### Jackshaft Drive Pulley

You can see how poor the original drawing was. I have colored the Jackshaft Drive Pulley in red to highlight it in the drawing. It’s size is to under-drive the Jackshaft Pulley slower than the 250 RPM of the Steam engine.

$D=30"$
$C=94.25"$$C=7.85'$
$v_{m}=C_f*RPM$$v_{m}=7.85*250$$v_{m}=1962.5$

45 HP : $P=\frac{33000*H}{v_m}$$P=\frac{33000*45}{1963}$$P=757$
20 HP : $P=\frac{33000*H}{v_m}$$P=\frac{33000*20}{1963}$$P=336$

From the ‘Belt Width Table‘ we can see that at 45 Hp the belt — b — needs to be 9″ wide and at 20 HP only 4″ wide. Pulley width — B — is taken as $B=\frac{5}{4}b$ .. pulley widths are $11\frac{1}{8}$” and $5$” respectively.
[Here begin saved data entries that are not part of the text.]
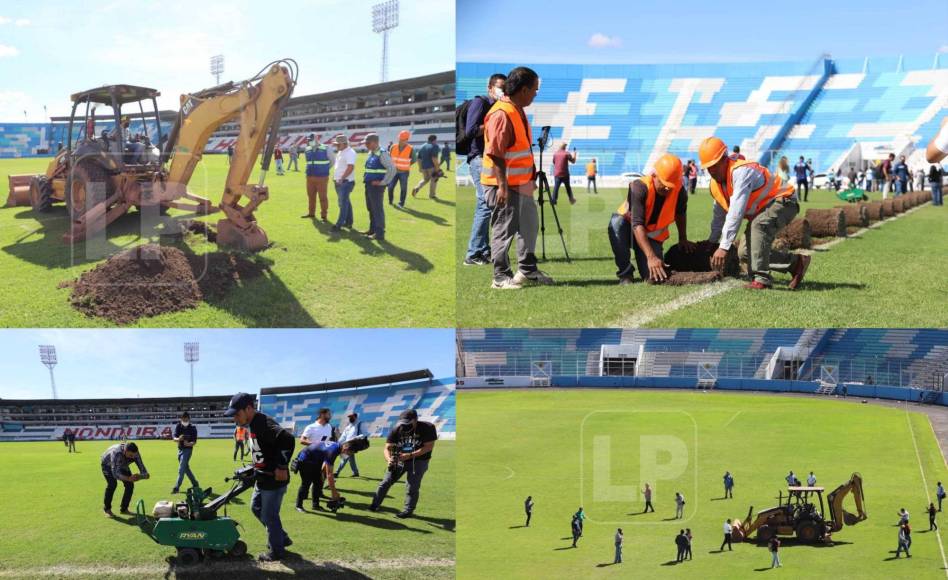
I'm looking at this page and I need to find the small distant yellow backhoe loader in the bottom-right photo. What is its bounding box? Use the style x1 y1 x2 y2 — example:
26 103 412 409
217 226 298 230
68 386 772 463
732 473 868 544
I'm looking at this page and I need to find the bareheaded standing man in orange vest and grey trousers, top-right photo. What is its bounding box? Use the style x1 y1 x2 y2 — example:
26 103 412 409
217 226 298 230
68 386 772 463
481 67 553 290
Once again, running calculations for a five-jig Stewart Washery at 100 HP

100 HP : $P=\frac{33000*H}{v_m}$$P=\frac{33000*100}{1963}$$P=1681$

This requires a 18″ wide belt or a 22.5″ wide pulley. This is (again) well within the error of me trying to trace a small, blurry image. Since I am modeling a single-jig I am happy to go with the $11\frac{1}{8}$” wide pulley calculated for 45 HP.

### Data

• $\textbf{HP=45}$
• $\textbf{Pulley Diameter = D}$
• $D = 30"$
• $D = 15.88\text{ mm - O scale}$
• $\textbf{Pulley Circumference = C}$
• $C=7.85'$
• $\textbf{250 RPM}$
• $\textbf{Pulley Circumferential Velocity}$ $v_{m}$ (Pulley Circumference in Feet x RPM)
• $v_{m}=C_f*RPM$
• $v_{m}=1964 \text{ FPM}$
• $\textbf{Pulley Power = P}$
• $P = \frac{33000*H}{v_m}$
• $P = \frac{33000*45}{1963}$
• $P = 757$
• $\textbf{Shaft Diameter = d}$
• $d = 3"$
• $d = 1.59\text{ mm - O scale}$
• $\textbf{Belt width = b}$
• $b=9"$
• $b=4.77"\text{ mm - O scale}$
• $\textbf{Face Width = B}$
• $B = \frac{5}{4}b$
• $B = 11\frac{1}{4}"$
• $B=5.96\text{ mm - O scale}$
• $\textbf{Rounding of Pulley Face = s}$
• $s=\frac{1}{20}*b$
• $s=\frac{1}{20}*9$
• $s=.45"$
• $s=.24\text{ mm - O scale}$
• $\textbf{Rim Edge Thickness = k}$
• $k = 0.08 + \frac{B}{100}$
• $k = 0.08 + \frac{11.25}{100}$
• $k=.193"$
• $k=.11 \text{ mm - O scale}$
• $\textbf{Pulley Nave Width = w}$
• $w = 0.4 + \frac{d}{6} + \frac{R}{50}$
• $w = 0.4 + \frac{3}{6} + \frac{15}{50}$
• $w = 1.2"$
• $w=.64 \text{ mm - O scale}$
• $\textbf{Pulley Nave Length = L}$
• $L = 2.5w$
• $L = 3"$
• $L=1.59 \text{ mm - O scale}$
• $\textbf{Number of Arms = N}$
• $N = \frac{1}{2} (5+\frac{R}{b})$
• $N = 3.33$
• $N=\text{4 - Rounding up}$
• $\textbf{Arm Width at Nave = h}$
• $h=0.24+\frac{b}{4}+\frac{R}{10*N}$
• $h=2.865"$
• $h=1.52 \text{ mm - O scale}$
• $\textbf{Arm Width at Rim = }h_1$
• $h_1=\frac{2}{3}*h$
• $h_1=1.91"$
• $h_1=1.02 \text{ mm - O scale}$

### 3D Printing

3D CAD for O scale model : The dimensions shown are full-size in inches, 1:48 in mm with adjustments made for printing with mm inclosed in parentheses.

• The rim (k) was calculated using $k = 0.08 + \frac{B}{100}$ at .1 mm – which is way too small. I enlarged this to .3 mm as the minimum thickness for a resin printer.
• The shaft hole diameter was enlarged  to 1.67 mm to clear the 1/16″ shaft (resin shrinks when curing).
• I have concerns with the size of the arms as they are 1.01 mm at the rim – $h_1=\frac{2}{3}*h$ and 1.52 mm at the Nave – $h=0.24+\frac{b}{4}+\frac{R}{10*N}$ This is the width .. the depth being half that.
• This is then the starting point using the sizes generated by the formulas. If the print fails then I will adjust as necessary.